Title: The Call
Author: Sparrowhawk (sparrowhawk723@yahoo.com)
Pairing: Jack/Will, Jack/Bill implied
Rating: PG
Summary: Will remembers his father and the call of the sea.
Disclaimer: Don't own 'em, don't make money off 'em.
Feedback?: Always welcome.

For most of your life you were your mother's son, quiet, respectful, obedient. A thoughtful child, giving to daydreaming, your mother kept you close by her side, convinced you might someday float away altogether. Like your father, her husband. He drifted into and then out of your lives like the tide rising and falling, though far less predictably. Summers, you remember, you saw him more often, when his ship sailed the cooler seas between your home and the distant colonies. Summers, you would sneak down to the forbidden docks and gape openmouthed at the flurry of activity, the tall ships with their expansive sails and unfamiliar names, the rough, loud, carefree men that crewed them. Your father was one of their kind, but he was a good man--everyone said so. Summers, you would wait for him to return, and listen to the bewitching song of the waves, and dream of the sea.

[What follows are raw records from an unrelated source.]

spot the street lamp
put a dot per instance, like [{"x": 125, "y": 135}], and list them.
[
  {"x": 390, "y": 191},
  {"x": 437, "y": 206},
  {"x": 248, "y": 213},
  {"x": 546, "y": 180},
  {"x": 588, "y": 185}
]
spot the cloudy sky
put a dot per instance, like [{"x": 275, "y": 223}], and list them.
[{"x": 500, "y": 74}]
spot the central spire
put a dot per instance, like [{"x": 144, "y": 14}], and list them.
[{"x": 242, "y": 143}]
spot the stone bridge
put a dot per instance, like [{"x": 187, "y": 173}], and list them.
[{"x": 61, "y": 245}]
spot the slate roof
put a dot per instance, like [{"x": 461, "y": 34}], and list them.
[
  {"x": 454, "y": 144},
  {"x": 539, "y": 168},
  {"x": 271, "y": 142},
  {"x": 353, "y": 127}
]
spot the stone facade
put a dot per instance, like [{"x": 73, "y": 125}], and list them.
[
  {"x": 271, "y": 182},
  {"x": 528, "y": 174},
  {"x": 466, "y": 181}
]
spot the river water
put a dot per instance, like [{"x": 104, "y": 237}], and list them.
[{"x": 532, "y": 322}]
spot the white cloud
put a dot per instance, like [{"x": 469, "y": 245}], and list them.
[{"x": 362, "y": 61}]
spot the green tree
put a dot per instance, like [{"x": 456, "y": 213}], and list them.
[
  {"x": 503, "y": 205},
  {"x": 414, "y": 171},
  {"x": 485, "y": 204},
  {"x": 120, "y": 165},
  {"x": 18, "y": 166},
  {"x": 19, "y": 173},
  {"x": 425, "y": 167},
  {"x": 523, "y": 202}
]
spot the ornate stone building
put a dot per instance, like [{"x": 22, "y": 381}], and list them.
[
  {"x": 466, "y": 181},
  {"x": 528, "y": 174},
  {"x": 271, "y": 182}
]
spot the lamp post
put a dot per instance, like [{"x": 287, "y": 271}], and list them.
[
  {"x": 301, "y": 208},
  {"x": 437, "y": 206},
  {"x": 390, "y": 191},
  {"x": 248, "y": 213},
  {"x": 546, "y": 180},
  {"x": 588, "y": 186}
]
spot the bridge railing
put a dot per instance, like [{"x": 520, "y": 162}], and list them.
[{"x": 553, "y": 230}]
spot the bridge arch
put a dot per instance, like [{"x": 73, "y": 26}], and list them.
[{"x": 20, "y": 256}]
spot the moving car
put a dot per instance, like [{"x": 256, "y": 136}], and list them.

Almost always it was dark when he came home, while you slept in your narrow cot under the eaves of a modest little house not far from the water's edge. You awakened to his cheerful voice, a lively counterpoint to your mother's, as they talked the night away. Each time he seemed a stranger to you, but a familiar one. Each time, as you grew older, you remembered more of him. Tall he was, but slender, chestnut-brown hair pulled back in a tail and eyes the color of polished mahogany. Those eyes you recall more than anything else, bright under serious, level brows that belied the laughter in his voice. Eyes to turn a girl's head, your mother would say with a sigh. Eyes that had seen the wide ocean far beyond the little harbor where his ship would slip in unlooked-for, sleek and dark and faster than anything else on the water.

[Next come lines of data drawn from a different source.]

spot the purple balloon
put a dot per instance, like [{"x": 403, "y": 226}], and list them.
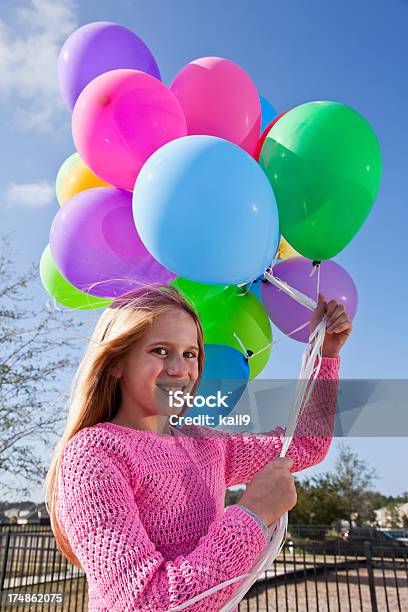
[
  {"x": 96, "y": 48},
  {"x": 95, "y": 245},
  {"x": 286, "y": 313}
]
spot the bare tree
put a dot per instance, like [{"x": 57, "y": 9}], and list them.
[{"x": 38, "y": 350}]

It wasn't his ship, actually, and you knew that, but as a child you would pretend it was. He would take you aboard, guide your eager steps across the gangplank and up to the helm, allow you to put your hands on the wide polished wheel that so intrigued you. You'd imagine a distant horizon and exotic lands, and you'd watch the ship's captain out of the corner of your eye. Watch him pace, talking with his hands, his black-rimmed eyes bold and mesmerizing. Sometimes he would ruffle your hair kindly in passing, though he paid little heed to children. He would lounge at the rail and chat with Father, leaning in close so their heads nearly touched, their voices sharing a similar lilt, rising in shared laughter. You wished you understood their joking so you could laugh too, and even though Father was there you felt alone somehow.

When Father was home you were his son, rather than Mother's, curious, enthusiastic, alive. Trailing after him as he went about his business ashore, puffed up with pride as he showed you off to all and sundry. "Boy's the spittin' image of you, Bill!" you'd hear, and share a conspirator's grin. Mother's smile grew tight-lipped at those times and you knew she didn't like Father's friends, didn't like their boisterous laughter and crude manners. But you did, and Father knew it, and he'd wink at you behind Mother's back and let you stay up late to listen to their tales. When he left again, as he always did, you'd lie awake and listen in the darkness for the soothing unending melody of the waves, knowing that somewhere far away your father heard it too.

By the time death released your mother's firm hold on you, it was already too late to follow your father to the sea; you knew he was lost, though not when or how. Then for a while you convinced yourself you could no longer hear the ocean's siren song. But in your dreams you never stopped listening for the sizzling hush of breaking waves, never stopped listening for soft footfalls late at night. Finally it was the ocean herself that brought the memories flooding back, her seductive call singing strongly through your blood as you lay wakeful in a sailor's bunk on a stolen ship. A ship stolen by you and a madman, or so you thought at the time. A madman whom, you soon learned, had not only known your father but sailed at his side for many years. A man, not as mad as he led others to believe, full of quirks and contradictions and unexpected revelations, unpredictable as a storm at sea.

You can remember this man, after a fashion, from your childhood, having pieced together vague recollections of a black ship and your father's long-ago captain. It was a short journey to find the good man beneath his pirate trappings and a shorter journey yet to his bed, seduced by eyes dark as a moonless night, canny, glittering, unfathomable. And now it's you beside him, in your father's place, and you wonder about many things. You wonder how your life would be different if your father were alive, and which of you would sleep in the captain's bed. You wonder if your father would be proud of you for living as a free man bound by no rules but the ones you choose to accept, the same path he followed. And you wonder what your mother would think of your life and your choices, and with a wry chuckle decide that you already know.

In darkness lit only by distant stars, cradled and rocked by the ever-changing sea, you listen to the lullaby of water against the wooden hull and the contented breathing of the man who is everything to you: lover, friend, family, captain. Though you are alone in the world, you belong to him and to the sea, and that is enough.